I think the problem with the “brute utilitarian” argument is not simply its undertone of “We want – we take”. It is also its deafness to the fact that most people, most of the time, have sufficient rational self interest to act in ways that benefit not just themselves but most of the rest of us. The trouble is that once the enthusiasm for seizure takes hold, it is often hard for its proponents to even think about how things can be ordered differently. I have heard people express admiration for the Continental, Roman Law-based system which supposedly is so much less messy and fuddy-duddy than the Common Law one in this respect. When people start to invoke “efficiency” and so forth, guard your wallet and front door.

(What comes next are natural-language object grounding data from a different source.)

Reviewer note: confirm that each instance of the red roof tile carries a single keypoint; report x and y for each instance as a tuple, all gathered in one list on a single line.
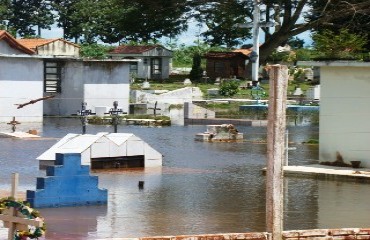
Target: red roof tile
[(224, 55), (246, 52), (4, 35), (33, 43), (127, 49)]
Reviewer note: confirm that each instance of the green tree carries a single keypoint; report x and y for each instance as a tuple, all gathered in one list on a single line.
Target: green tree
[(221, 19), (229, 88), (196, 70), (25, 15), (183, 55), (65, 10), (343, 45), (143, 20)]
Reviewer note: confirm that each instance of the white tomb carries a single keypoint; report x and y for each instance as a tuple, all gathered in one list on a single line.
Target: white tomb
[(105, 151)]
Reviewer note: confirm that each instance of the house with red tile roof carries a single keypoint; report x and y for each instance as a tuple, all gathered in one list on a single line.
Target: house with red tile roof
[(154, 61), (51, 47), (10, 45), (26, 76)]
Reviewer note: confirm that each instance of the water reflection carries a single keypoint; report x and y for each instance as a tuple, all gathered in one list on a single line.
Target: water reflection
[(202, 187)]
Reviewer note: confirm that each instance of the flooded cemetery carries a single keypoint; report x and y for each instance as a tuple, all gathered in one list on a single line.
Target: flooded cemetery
[(201, 187)]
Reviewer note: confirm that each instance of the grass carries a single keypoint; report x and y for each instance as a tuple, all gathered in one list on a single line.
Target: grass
[(228, 109)]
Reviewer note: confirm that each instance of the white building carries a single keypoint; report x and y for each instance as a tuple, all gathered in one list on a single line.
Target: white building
[(344, 111), (105, 150), (26, 76)]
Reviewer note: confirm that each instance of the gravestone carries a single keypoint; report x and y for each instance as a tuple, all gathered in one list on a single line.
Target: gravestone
[(15, 220), (68, 183), (146, 85), (187, 81)]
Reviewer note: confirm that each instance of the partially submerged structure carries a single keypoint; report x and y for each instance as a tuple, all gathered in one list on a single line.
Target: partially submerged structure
[(220, 133), (51, 47), (42, 70), (105, 150), (344, 111), (154, 61)]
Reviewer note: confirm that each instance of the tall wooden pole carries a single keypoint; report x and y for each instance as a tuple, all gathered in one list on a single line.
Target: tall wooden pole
[(276, 149), (12, 227)]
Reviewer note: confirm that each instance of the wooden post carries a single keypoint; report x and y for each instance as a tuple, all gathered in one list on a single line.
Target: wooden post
[(12, 227), (11, 218), (276, 149)]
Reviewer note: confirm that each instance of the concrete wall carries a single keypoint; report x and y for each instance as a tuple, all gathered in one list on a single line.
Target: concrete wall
[(60, 48), (345, 113), (179, 96), (21, 80), (97, 83)]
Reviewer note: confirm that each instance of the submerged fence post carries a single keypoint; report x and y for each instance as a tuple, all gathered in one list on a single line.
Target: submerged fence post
[(276, 149)]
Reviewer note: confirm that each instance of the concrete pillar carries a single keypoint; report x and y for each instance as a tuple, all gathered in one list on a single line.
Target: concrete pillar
[(276, 149)]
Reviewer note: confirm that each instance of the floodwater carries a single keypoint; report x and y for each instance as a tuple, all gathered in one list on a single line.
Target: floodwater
[(201, 188)]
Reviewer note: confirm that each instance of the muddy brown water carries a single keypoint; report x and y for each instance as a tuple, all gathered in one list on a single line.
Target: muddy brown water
[(201, 188)]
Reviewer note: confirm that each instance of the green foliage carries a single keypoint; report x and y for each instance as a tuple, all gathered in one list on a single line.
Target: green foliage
[(295, 43), (221, 21), (25, 15), (196, 70), (304, 54), (183, 55), (229, 88), (94, 51), (344, 45)]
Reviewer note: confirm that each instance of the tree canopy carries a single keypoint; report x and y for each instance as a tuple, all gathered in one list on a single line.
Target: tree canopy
[(113, 21)]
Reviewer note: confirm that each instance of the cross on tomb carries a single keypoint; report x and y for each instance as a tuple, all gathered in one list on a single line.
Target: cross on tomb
[(155, 108), (15, 220), (13, 123)]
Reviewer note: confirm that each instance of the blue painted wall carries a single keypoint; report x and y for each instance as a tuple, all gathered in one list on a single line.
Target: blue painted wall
[(67, 184)]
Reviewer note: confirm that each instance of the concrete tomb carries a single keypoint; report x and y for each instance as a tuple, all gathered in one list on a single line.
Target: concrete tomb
[(105, 151)]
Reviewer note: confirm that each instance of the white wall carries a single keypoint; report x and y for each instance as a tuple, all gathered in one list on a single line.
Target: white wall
[(345, 113), (96, 95), (21, 80), (60, 48), (97, 83)]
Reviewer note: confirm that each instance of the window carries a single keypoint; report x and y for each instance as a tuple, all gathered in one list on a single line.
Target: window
[(52, 77), (156, 67), (133, 69), (219, 67)]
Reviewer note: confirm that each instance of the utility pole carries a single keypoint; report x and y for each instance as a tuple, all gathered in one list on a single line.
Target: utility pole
[(83, 113), (276, 150), (255, 25), (256, 42), (115, 112)]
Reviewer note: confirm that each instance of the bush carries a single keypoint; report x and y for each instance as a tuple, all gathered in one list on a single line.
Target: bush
[(229, 88)]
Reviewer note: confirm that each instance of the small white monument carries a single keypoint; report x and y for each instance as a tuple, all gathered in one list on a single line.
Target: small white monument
[(187, 81), (146, 85)]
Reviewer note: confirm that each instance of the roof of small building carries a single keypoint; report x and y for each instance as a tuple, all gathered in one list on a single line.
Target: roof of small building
[(4, 35), (225, 55), (129, 49), (246, 52), (33, 43), (78, 143)]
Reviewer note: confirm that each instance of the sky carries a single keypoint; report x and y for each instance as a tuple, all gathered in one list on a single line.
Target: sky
[(188, 38)]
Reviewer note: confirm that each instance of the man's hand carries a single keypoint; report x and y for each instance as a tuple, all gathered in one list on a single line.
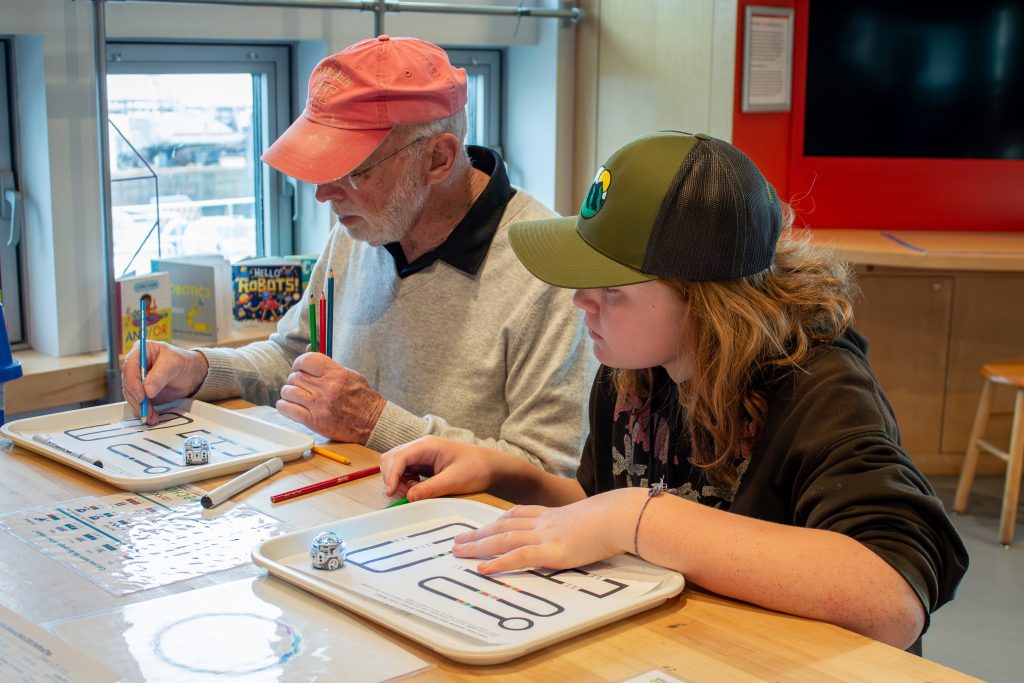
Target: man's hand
[(173, 373), (331, 399)]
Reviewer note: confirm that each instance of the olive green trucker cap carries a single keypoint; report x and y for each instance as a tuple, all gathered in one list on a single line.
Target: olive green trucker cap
[(667, 205)]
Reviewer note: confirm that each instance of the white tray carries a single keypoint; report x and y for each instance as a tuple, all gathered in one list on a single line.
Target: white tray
[(137, 458), (288, 557)]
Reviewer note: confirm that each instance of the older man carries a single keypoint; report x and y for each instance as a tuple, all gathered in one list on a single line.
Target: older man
[(437, 328)]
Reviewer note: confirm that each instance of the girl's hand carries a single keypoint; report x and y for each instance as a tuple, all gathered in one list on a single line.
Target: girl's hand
[(454, 467), (530, 536)]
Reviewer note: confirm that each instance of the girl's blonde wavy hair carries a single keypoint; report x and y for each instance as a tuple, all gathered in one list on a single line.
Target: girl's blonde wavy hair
[(737, 330)]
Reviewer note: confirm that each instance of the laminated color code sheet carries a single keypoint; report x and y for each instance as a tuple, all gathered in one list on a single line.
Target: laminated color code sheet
[(132, 542)]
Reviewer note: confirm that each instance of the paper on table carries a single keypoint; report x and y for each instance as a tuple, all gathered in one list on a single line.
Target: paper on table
[(269, 414), (30, 653), (278, 633)]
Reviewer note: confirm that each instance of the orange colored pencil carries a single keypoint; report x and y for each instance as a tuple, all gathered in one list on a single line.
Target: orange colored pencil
[(321, 451)]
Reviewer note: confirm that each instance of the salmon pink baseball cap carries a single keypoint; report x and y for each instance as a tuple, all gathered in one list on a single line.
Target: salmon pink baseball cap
[(356, 96)]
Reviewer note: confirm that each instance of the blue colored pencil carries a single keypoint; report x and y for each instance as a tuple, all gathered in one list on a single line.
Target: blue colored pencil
[(143, 410), (330, 313)]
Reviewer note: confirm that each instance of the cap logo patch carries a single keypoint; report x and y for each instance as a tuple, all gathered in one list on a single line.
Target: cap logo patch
[(598, 193)]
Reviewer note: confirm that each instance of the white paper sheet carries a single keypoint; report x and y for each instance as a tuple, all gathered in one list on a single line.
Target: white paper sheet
[(244, 631), (30, 653)]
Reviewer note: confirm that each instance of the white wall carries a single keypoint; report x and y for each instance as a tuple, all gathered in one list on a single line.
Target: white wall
[(59, 142), (539, 115)]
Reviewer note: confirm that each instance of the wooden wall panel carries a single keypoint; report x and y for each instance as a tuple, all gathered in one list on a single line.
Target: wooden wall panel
[(905, 317), (987, 325)]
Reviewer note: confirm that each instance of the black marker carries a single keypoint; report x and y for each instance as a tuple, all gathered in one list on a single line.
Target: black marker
[(45, 439)]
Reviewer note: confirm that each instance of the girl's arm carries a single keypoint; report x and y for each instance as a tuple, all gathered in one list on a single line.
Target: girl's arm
[(457, 467), (809, 572)]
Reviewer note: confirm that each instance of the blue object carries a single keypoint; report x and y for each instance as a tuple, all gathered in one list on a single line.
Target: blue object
[(9, 368)]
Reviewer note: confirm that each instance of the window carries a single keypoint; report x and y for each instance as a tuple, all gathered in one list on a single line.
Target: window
[(187, 126), (483, 69), (11, 210)]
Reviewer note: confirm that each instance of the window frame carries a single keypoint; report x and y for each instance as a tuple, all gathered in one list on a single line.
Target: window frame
[(486, 62), (274, 221), (10, 257)]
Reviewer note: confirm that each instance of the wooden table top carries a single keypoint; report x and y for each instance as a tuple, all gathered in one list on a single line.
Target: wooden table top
[(695, 636), (994, 252)]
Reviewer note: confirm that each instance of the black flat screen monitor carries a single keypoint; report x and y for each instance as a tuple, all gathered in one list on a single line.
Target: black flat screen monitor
[(915, 79)]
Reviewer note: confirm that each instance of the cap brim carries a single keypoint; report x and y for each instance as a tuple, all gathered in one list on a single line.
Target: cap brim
[(314, 153), (554, 252)]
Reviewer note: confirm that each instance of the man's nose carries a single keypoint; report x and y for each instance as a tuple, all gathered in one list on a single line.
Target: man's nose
[(329, 191)]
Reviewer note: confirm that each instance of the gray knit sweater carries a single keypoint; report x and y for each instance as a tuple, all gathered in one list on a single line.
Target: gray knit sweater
[(498, 358)]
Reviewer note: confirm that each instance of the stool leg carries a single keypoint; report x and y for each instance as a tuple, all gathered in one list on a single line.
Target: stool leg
[(971, 459), (1011, 493)]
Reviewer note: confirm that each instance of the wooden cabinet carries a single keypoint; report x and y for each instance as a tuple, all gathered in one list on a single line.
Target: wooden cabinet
[(929, 334)]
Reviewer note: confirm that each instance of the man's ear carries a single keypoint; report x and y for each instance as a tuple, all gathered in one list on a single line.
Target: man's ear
[(445, 150)]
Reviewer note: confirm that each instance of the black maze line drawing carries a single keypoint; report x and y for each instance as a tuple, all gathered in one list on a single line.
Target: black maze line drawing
[(426, 546), (152, 449), (584, 582), (127, 427), (499, 592), (505, 602)]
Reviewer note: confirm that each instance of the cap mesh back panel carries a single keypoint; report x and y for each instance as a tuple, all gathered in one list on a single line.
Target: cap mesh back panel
[(719, 220)]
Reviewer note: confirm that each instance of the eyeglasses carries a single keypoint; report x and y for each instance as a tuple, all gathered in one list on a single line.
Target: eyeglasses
[(353, 177)]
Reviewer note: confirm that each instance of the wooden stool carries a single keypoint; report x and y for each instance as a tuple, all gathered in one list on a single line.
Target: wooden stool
[(1010, 373)]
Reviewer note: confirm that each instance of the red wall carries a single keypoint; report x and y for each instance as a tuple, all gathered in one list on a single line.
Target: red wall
[(870, 193)]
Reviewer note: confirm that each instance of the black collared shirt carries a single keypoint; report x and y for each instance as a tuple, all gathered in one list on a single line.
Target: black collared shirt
[(466, 247)]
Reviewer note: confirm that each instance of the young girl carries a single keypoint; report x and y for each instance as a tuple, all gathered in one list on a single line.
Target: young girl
[(737, 432)]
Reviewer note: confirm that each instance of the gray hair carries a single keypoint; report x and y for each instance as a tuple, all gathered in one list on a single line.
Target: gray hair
[(455, 124)]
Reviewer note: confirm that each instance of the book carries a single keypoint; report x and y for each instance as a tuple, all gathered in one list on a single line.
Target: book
[(308, 261), (201, 296), (265, 288), (155, 290)]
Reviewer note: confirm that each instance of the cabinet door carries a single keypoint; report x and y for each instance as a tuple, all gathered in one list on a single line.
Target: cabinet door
[(987, 325), (906, 317)]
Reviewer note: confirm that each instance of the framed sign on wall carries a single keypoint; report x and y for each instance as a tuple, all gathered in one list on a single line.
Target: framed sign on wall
[(767, 58)]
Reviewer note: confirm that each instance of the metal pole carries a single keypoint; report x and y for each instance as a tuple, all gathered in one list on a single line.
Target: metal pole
[(113, 311), (380, 8), (573, 14)]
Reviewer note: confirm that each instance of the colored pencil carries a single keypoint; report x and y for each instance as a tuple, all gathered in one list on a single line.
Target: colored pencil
[(321, 485), (313, 346), (321, 451), (323, 328), (144, 407), (330, 313)]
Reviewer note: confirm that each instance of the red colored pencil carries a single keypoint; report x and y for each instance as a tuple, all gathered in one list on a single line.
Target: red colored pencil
[(323, 329), (320, 485)]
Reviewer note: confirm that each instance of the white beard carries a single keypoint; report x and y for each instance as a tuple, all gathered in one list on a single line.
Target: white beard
[(400, 211)]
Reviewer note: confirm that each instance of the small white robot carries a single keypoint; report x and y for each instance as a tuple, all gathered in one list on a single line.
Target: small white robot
[(196, 451), (327, 551)]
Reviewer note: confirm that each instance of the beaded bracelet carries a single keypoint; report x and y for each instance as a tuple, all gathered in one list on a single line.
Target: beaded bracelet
[(654, 489)]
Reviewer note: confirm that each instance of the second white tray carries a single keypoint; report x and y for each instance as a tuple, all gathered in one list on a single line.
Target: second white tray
[(141, 458), (418, 568)]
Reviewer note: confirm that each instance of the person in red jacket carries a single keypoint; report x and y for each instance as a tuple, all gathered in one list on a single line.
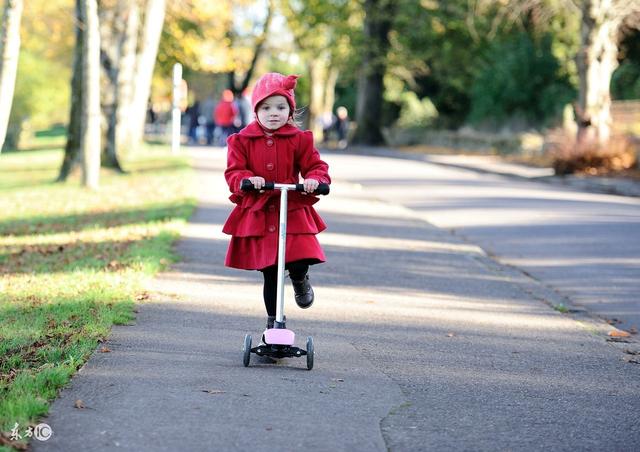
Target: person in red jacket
[(273, 149), (224, 115)]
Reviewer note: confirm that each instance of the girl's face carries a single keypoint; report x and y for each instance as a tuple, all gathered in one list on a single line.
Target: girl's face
[(273, 112)]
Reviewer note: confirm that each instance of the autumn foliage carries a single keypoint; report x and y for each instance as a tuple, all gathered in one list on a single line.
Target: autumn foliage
[(589, 157)]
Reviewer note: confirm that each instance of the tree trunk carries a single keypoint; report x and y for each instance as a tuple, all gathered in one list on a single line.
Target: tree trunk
[(126, 76), (323, 79), (234, 86), (90, 103), (596, 61), (74, 128), (115, 17), (145, 62), (9, 53), (377, 24)]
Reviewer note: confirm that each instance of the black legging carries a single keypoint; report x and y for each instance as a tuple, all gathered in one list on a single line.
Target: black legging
[(297, 271)]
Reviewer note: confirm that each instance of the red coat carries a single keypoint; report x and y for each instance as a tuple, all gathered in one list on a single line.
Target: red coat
[(225, 113), (253, 224)]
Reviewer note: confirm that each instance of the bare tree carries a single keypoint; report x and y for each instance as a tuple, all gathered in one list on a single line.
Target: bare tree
[(150, 32), (74, 129), (9, 52), (119, 23), (601, 24), (238, 86), (379, 16), (90, 97), (600, 30)]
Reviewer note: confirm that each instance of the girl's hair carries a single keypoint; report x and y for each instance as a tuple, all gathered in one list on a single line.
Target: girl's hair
[(297, 117)]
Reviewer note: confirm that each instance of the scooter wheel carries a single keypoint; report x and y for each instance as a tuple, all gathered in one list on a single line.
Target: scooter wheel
[(310, 353), (246, 349)]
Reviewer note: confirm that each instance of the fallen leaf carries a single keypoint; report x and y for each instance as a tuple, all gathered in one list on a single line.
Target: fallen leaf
[(619, 339), (618, 333), (213, 391)]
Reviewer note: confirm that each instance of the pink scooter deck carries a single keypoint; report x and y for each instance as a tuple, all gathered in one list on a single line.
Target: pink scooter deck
[(276, 336)]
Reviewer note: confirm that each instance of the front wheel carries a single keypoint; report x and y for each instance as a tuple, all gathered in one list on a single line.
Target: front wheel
[(246, 349), (310, 353)]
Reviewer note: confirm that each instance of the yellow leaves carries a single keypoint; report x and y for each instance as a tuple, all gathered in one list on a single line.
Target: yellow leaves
[(618, 333)]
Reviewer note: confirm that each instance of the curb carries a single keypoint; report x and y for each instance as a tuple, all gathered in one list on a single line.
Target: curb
[(607, 185)]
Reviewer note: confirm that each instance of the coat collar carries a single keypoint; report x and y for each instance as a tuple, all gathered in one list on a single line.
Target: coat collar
[(254, 130)]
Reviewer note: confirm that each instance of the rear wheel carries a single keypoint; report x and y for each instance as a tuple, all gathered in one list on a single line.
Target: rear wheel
[(246, 349), (310, 353)]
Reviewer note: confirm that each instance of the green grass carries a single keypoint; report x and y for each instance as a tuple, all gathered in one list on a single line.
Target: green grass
[(72, 262)]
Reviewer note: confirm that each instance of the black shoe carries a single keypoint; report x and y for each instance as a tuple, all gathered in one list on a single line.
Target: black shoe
[(303, 292)]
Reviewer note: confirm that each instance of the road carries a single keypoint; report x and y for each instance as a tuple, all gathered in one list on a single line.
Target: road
[(424, 340)]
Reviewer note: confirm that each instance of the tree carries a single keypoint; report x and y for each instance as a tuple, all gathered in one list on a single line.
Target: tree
[(322, 33), (601, 22), (379, 15), (119, 24), (238, 82), (74, 127), (9, 52), (90, 94), (150, 33)]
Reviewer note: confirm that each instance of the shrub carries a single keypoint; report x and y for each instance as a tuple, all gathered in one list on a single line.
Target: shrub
[(521, 78), (571, 157)]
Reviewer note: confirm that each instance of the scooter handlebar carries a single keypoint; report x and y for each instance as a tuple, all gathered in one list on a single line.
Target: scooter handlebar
[(323, 189)]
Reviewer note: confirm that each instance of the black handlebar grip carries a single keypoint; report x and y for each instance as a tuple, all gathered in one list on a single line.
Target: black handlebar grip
[(323, 189), (246, 185)]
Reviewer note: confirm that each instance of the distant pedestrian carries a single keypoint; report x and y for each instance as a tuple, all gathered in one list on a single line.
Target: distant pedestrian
[(193, 114), (225, 115), (273, 149), (208, 106), (342, 126)]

Meanwhile, for a good discussion on the tricky issue of how property claims can be arrived at justly in the first place, this book is worth a read. One thing that bugs me about discussions about property is when some character will argue that “X or Y stole the land from poor benighted natives in the Year xxxx BC so all property since is tainted”, as if that somehow justifies looting now. It does not.

As an aside, it is also worth noting that compulsory purchase laws, particularly when used to turf people off their property to create other, supposedly more valuable economic outcomes, is a vehicle for corruption.

Update and side-observation: it is only fair to say that some – in my view misguided – libertarians have tried to argue that land, because it was not created by Man, should be taxed more heavily than income or other things, and for some people, this sort of tax is a sort of “rectification” of any previous injustices inflicted by the acquisition of property. The name of 19th Century writer Henry George occasionally comes up. I was once quite taken with the idea but there are weaknesses to it. For a start, a person who makes more use of land than was the case before because of his entrepreneurial vigour should not, in my view, be penalised for thereby raising the value of that land, which is what a land-tax, if based on land values, would do. There remains this view, widely shared, that land should not be ultimately owned by any individual because land and minerals, or indeed the sea, is “just there”, an inert set of substances that we can manipulate, but not create new value from. That seems to undermine the very notion of wealth creation per se, in my view.

Oh, and here is an item from the Ludwig von Mises Institute on eminent domain.

Another update: Devil’s Kitchen shares my opinion but does so in a more, ahem, salty way. Check out the comments, where Samizdata regular Ian B takes on Kay Tie. In boxing terms, the judge would have had to stop the fight to protect Kay from serious injury.